In his celebrated painting La trahison des images, René Magritte confronts the viewer with a paradox, a fissure between image and text: a realist rendition of a tobacco pipe above the inscription, ‘Ceci n’est pas une pipe’. The standard reading of this work usually appeals to the ostensibility of the paradox; for, it is pointed out, the viewer is not presented with a pipe at all but, rather, the image or re-presentation of a pipe. The received reading consequently makes of Magritte’s work an intervention in the philosophy of art; as a meta-pictorial commentary on the nature of depiction, La trahison is taken to highlight the distinction between the conceptual and the actual, the abstract and the concrete, the universal and the singular. After all, Magritte’s pipe is not really a pipe—as Magritte himself quipped—you cannot smoke from it. The ‘treachery of images’ would appear to consist, then, in the fact that although images frequently purport to capture objects at the level of their individuality (the lines on this face; the rain over that landscape; the yellow of these sunflowers) this claim is a deception; images, no matter how particularly or realistically rendered, only ever offer objects as substitutes and abstractions.

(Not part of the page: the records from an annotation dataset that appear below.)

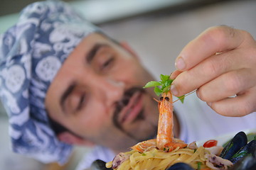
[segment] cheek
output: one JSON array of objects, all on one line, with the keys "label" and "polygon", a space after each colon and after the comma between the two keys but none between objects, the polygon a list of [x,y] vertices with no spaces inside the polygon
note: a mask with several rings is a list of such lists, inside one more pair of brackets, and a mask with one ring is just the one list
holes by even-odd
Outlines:
[{"label": "cheek", "polygon": [[105,113],[100,104],[87,109],[86,111],[81,112],[73,122],[78,132],[82,134],[81,135],[92,136],[100,133],[102,129],[109,126],[110,117]]}]

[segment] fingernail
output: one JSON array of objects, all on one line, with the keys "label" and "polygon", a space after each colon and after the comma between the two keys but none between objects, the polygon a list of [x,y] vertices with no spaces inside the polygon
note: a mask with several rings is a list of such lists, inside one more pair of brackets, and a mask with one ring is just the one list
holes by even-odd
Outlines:
[{"label": "fingernail", "polygon": [[184,60],[181,57],[177,58],[175,62],[175,67],[179,70],[183,70],[186,68]]},{"label": "fingernail", "polygon": [[178,95],[178,91],[177,89],[175,86],[175,84],[171,84],[171,92],[173,95],[177,96]]}]

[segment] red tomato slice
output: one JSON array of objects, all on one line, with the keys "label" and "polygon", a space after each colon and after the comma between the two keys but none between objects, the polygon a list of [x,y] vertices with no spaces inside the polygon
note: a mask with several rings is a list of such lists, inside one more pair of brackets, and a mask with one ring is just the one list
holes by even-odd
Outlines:
[{"label": "red tomato slice", "polygon": [[206,142],[203,144],[203,147],[215,147],[215,146],[217,146],[217,143],[218,143],[218,141],[217,141],[217,140],[210,140],[206,141]]}]

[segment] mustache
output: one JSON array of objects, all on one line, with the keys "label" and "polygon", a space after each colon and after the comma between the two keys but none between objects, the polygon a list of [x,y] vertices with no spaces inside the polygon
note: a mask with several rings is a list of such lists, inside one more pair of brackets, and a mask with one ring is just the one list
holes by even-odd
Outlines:
[{"label": "mustache", "polygon": [[123,129],[122,125],[120,125],[119,122],[118,121],[119,115],[121,113],[122,110],[124,108],[124,107],[128,105],[129,101],[132,97],[132,96],[138,91],[142,93],[146,93],[146,91],[142,87],[132,87],[125,91],[122,98],[120,101],[116,102],[116,109],[113,114],[112,120],[114,125],[122,131],[125,130]]}]

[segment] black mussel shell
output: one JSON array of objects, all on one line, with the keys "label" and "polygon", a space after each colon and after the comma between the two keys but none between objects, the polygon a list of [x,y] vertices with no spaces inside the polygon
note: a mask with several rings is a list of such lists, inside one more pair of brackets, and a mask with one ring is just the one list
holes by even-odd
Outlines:
[{"label": "black mussel shell", "polygon": [[238,161],[229,170],[255,170],[256,159],[249,155]]},{"label": "black mussel shell", "polygon": [[230,160],[231,157],[247,143],[247,138],[244,132],[240,132],[231,140],[222,151],[220,157]]},{"label": "black mussel shell", "polygon": [[106,162],[100,159],[94,161],[90,168],[90,170],[110,170],[111,168],[106,168]]},{"label": "black mussel shell", "polygon": [[235,164],[239,159],[247,155],[256,154],[256,140],[252,140],[245,147],[242,147],[236,154],[235,154],[230,159],[232,163]]},{"label": "black mussel shell", "polygon": [[180,162],[171,166],[166,170],[193,170],[193,169],[186,163]]}]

Such a reading is reassuring in its naiveté: it confirms one of our most cherished commonsense presuppositions. Namely, that the universal and singular are quite distinct and separate, universals lacking the same ontological status as the singularities from which they are said to be abstracted post res; whereas singular objects have an actual ‘material’ existence, universal concepts have but an ‘immaterial’, referential existence. It is well known that with his so-called ‘theory of forms’, Plato disputed commonsense by proposing that ideas assume priority over objects and not the other way around. According to Plato, we recognise any particular pipe as a pipe by virtue of the extent it corresponds to – or as Plato prefers to put it, ‘participates in’ – the pure universal notion of ‘pipeness’; we do not form the concept ‘pipe’ by grouping together pipe-like entities and then subtracting from that group the idiosyncrasies of its individual members to arrive at the general concept. So, it might be observed, the commonsense understanding of La trahison conforms to a ‘materialism’ (ideal universals are derived from concrete singulars) whereas the Platonic challenge, on the other hand, comprises an ‘idealism’ (concrete singulars aspire toward ideal universals).